Fig. 2 — Phosphorylation of the cytosolic regions of GIRK4 by PKA *in-vitro*.

A.: *upper panel*: Autoradiogram showing ³²P incorporation of the GIRK4 C- and N-terminal fusion proteins following incubation with PKA-cs and ATP-γ-³²P. *Lower panel*: Coomassie stain of the electrophoresis gel shown in upper panel.

B: Statistical analysis of ³²P incorporation into N- and C-terminus. The number of individual phosphorylation experiments is shown in parenthesis above each bar. ***: the mean value deviates statistically significant from GST at the p < 0.001 level.

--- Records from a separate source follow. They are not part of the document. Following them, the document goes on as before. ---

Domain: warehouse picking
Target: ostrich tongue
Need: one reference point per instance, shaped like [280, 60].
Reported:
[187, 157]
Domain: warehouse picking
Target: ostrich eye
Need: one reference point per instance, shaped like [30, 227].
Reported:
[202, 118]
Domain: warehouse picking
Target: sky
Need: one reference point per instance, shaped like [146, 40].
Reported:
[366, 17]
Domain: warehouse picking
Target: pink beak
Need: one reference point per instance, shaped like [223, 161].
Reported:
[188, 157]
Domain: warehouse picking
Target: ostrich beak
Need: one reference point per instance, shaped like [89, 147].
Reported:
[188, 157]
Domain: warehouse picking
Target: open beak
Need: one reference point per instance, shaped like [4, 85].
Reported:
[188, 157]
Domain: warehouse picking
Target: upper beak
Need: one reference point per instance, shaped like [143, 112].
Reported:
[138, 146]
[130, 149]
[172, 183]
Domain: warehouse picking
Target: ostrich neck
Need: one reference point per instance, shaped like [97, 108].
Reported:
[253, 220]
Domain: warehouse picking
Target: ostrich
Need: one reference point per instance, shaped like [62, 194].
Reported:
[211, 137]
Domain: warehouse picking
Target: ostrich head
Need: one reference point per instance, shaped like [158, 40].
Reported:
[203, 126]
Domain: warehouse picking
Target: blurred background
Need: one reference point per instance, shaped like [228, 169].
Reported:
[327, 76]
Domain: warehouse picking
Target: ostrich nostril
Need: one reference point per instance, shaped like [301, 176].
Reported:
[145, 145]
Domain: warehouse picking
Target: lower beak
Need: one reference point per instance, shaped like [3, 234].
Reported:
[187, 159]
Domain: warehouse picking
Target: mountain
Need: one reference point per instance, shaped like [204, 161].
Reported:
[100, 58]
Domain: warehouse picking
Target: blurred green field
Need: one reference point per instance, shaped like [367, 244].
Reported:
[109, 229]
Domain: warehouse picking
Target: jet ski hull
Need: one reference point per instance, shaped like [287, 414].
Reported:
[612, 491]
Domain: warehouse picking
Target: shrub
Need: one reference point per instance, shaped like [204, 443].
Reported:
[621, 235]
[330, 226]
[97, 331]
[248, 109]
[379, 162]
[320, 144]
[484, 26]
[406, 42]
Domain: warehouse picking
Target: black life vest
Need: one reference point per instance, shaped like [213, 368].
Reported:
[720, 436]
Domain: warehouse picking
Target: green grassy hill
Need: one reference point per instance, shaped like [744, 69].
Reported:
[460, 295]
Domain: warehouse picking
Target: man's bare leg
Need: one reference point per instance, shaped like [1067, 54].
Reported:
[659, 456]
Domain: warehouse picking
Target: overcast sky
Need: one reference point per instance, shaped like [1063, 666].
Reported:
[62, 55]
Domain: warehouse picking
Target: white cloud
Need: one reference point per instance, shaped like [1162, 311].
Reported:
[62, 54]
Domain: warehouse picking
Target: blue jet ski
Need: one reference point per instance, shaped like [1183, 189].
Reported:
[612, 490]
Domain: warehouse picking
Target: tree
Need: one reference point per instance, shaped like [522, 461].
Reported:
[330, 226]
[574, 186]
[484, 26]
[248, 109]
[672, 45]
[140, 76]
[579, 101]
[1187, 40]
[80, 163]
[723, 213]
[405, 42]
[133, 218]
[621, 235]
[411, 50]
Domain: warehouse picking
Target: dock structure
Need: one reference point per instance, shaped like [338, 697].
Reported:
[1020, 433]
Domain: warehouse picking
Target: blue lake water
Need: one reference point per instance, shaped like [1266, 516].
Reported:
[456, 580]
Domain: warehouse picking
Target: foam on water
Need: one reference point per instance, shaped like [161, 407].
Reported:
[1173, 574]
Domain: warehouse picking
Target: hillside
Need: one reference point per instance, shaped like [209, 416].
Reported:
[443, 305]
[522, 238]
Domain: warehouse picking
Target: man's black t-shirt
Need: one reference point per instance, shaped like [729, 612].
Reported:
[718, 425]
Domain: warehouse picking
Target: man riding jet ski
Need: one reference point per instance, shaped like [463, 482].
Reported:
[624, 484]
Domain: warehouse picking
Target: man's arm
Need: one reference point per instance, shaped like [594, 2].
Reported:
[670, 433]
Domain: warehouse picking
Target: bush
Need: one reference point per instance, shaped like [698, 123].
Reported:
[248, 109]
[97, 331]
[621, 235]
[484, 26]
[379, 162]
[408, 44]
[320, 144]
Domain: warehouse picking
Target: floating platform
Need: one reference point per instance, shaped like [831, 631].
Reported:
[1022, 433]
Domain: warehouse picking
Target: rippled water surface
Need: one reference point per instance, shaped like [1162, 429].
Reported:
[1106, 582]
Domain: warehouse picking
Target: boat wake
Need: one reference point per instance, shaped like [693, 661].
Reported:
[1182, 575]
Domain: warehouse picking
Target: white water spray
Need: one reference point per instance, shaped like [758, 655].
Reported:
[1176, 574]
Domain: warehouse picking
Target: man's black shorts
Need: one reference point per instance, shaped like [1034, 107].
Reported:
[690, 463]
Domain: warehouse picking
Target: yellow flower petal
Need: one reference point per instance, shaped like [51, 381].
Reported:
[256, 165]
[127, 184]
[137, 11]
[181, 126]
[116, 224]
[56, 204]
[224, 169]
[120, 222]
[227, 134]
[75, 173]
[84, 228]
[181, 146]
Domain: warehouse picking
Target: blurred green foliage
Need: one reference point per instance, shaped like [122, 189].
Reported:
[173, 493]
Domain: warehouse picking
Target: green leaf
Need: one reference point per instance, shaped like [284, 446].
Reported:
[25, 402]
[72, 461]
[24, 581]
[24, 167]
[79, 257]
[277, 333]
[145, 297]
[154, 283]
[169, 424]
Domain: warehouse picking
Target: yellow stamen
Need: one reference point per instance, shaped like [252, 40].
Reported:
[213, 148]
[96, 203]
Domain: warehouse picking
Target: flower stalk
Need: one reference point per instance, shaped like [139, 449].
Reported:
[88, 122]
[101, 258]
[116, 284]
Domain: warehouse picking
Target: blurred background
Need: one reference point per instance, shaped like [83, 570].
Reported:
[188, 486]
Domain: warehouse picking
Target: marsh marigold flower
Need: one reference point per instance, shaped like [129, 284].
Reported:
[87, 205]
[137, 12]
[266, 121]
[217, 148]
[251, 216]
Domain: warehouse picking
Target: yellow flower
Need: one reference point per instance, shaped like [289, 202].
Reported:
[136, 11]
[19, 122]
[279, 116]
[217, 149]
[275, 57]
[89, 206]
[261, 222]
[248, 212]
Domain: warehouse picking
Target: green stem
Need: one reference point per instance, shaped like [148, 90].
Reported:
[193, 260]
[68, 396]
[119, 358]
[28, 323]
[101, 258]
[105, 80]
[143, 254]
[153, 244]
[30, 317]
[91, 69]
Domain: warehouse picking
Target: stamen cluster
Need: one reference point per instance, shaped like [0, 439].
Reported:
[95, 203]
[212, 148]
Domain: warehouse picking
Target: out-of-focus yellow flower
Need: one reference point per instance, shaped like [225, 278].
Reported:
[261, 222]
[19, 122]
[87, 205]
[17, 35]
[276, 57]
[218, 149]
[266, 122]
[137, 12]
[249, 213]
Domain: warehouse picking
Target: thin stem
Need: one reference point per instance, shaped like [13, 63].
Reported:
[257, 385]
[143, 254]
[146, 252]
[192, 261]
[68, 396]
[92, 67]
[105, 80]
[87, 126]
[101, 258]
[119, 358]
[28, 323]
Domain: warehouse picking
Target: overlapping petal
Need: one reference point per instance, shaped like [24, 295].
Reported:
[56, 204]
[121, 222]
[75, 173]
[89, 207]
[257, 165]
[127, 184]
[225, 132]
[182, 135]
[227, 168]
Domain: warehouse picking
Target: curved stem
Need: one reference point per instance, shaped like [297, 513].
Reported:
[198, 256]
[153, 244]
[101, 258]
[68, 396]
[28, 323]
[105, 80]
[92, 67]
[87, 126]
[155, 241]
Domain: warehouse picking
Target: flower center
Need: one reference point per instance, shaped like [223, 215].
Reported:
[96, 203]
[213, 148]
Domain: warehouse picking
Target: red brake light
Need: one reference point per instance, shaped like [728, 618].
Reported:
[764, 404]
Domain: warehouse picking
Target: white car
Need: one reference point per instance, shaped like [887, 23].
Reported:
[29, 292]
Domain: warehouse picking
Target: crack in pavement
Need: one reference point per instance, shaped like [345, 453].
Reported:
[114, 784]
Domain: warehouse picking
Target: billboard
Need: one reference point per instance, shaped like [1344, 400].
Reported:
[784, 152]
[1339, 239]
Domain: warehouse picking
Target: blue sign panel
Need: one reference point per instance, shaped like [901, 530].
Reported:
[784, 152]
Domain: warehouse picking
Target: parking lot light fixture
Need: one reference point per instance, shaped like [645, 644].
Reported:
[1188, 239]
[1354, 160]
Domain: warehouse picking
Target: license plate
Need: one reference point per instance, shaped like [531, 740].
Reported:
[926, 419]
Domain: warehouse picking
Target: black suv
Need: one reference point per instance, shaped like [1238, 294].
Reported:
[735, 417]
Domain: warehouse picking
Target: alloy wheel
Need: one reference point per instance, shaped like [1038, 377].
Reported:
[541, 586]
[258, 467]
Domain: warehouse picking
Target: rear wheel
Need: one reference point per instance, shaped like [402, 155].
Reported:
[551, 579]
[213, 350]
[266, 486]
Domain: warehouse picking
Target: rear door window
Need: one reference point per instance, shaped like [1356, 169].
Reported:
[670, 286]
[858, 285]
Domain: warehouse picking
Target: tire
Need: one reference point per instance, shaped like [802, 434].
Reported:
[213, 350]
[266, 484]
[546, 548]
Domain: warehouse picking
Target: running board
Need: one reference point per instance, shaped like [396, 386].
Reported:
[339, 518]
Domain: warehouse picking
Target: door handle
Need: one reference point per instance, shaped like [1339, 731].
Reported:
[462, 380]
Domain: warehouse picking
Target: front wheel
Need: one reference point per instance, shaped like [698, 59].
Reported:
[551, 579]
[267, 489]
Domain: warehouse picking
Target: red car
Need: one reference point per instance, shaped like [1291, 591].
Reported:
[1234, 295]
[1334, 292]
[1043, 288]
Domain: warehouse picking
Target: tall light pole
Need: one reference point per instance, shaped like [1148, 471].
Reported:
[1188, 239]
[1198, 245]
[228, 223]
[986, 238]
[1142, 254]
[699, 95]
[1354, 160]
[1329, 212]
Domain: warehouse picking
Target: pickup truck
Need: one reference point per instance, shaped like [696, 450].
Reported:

Fig. 3 — Role of T199 and S412 in the heterologous facilitation of homooligomeric GIRK4^⁎ channels.

A.: Original current recording derived from an oocyte injected with cRNA encoding GIRK4^{⁎T199CS412C} and m₂R. Membrane potential was kept constant at − 80 mV. After induction of basal current (I_HK) by superfusion with HK and G-protein activation by 10^− 5 mole/L acetylcholine 5 pmole cAMP were injected into the cytosol oocyte (injection is indicated by an arrow).

B.: Statistical analysis of the effect of cAMP injection on agonist induced currents through GIRK4^⁎WT and mutant channels. Number of individual oocytes tested in parenthesis above each bar. ***: the mean value deviates statistically significant from GIRK4^⁎WT at the p < 0.001 level.

Fig. 4 — Effect of T199 and S412 on PKA-cs catalysed ³²P incorporation into the GIRK4 C-terminus.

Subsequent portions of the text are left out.